Trommeln, was das Zeug hält: Peter Wright, zusammen mit zwei Sporttherapeutinnen.

© Thomas Trappe

Manchmal wird die Forschung etwas lauter. So laut, dass sich die Nachbarn beschweren. Peter Wright, Sportmediziner an der TU Chemnitz, lässt auf dem Campus in einem würfelförmigen Bau seine wissenschaftlichen Mitarbeiter trommeln, manchmal macht er auch selbst mit, wie die Drum-Sticks an der Wand seines Büros andeuten.

Ein Experte in der Trommelforschung

Der englische Sportmediziner Peter Wright kam 2006 an die TU Chemnitz. An der University of Gloucestershire hatte er zuvor Erfahrungen in der Trommelforschung gesammelt. Beim englischen "Clem Burke Drumming Project" wurde der Fokus auf die physische Belastung von Schlagzeugern und damit einhergehende kognitive Effekte gerichtet.

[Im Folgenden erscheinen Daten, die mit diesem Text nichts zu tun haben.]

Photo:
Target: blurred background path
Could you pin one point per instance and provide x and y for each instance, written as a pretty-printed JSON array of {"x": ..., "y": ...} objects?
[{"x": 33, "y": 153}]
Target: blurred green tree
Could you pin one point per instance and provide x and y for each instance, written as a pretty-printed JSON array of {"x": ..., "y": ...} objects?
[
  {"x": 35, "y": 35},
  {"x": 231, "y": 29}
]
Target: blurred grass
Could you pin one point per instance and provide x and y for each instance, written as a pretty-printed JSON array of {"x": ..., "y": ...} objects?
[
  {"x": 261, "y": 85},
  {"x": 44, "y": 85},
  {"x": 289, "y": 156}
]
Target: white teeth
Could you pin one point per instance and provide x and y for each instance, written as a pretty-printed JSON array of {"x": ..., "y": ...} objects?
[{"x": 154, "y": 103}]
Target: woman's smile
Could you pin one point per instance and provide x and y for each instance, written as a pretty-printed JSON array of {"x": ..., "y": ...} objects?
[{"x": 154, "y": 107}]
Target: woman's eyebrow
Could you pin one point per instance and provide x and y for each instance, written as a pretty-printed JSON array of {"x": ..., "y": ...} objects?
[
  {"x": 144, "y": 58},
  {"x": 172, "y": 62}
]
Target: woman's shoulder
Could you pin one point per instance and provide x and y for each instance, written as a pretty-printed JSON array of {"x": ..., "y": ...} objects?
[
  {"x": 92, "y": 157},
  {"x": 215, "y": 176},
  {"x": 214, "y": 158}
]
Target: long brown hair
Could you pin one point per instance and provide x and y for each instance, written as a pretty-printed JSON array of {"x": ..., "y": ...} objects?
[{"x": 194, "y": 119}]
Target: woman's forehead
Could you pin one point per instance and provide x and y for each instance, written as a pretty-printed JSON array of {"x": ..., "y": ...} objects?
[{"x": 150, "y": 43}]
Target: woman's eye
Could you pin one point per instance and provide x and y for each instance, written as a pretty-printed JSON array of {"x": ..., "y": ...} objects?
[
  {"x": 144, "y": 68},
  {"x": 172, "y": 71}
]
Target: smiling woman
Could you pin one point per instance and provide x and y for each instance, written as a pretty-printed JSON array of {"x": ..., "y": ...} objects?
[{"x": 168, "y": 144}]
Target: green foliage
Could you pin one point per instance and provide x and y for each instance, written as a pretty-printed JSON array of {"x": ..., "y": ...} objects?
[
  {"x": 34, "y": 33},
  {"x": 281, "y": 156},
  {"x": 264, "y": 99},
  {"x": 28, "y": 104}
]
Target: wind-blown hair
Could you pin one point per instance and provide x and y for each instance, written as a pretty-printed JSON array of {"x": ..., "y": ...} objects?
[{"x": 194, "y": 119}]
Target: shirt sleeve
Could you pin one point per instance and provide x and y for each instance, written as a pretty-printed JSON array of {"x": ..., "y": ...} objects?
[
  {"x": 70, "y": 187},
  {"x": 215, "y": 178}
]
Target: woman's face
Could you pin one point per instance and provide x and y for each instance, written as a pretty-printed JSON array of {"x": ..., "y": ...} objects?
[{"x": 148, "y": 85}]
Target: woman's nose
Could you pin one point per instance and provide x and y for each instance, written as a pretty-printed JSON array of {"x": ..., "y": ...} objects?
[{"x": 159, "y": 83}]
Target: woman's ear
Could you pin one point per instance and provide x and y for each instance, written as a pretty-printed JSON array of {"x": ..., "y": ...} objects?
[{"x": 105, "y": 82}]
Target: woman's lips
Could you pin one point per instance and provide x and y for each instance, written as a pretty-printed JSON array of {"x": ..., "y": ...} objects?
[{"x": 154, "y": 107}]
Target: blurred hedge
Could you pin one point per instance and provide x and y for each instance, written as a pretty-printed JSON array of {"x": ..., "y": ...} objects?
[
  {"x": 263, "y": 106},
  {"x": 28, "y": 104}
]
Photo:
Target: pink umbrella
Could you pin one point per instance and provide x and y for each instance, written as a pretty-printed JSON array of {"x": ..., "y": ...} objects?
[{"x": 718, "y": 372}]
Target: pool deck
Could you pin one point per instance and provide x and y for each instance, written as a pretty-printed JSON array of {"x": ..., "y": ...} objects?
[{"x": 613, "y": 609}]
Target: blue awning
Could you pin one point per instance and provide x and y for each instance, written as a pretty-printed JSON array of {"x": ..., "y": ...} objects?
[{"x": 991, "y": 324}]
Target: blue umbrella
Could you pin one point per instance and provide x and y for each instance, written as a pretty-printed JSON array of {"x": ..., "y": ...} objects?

Seit 2009 arbeiten die Wissenschaftler aus Chemnitz und Gloucestershire offiziell zusammen, Wright hat in Deutschland inzwischen ein eigenes Trommel-Netzwerk aufgebaut. Er kooperiert auch mit dem Bochumer Medizinprofessor Dietrich Grönemeyer.(tt)

Und eigentlich will Wright in Chemnitz mit dem Forschungsprojekt "The Drum Beat" die Nachbarn nicht nerven, im Gegenteil. Er hofft, in den Trommeln ein Instrument gefunden zu haben, das nicht nur Krach macht, sondern auch bei der Behandlung psychischer Erkrankungen gute Dienste leisten kann.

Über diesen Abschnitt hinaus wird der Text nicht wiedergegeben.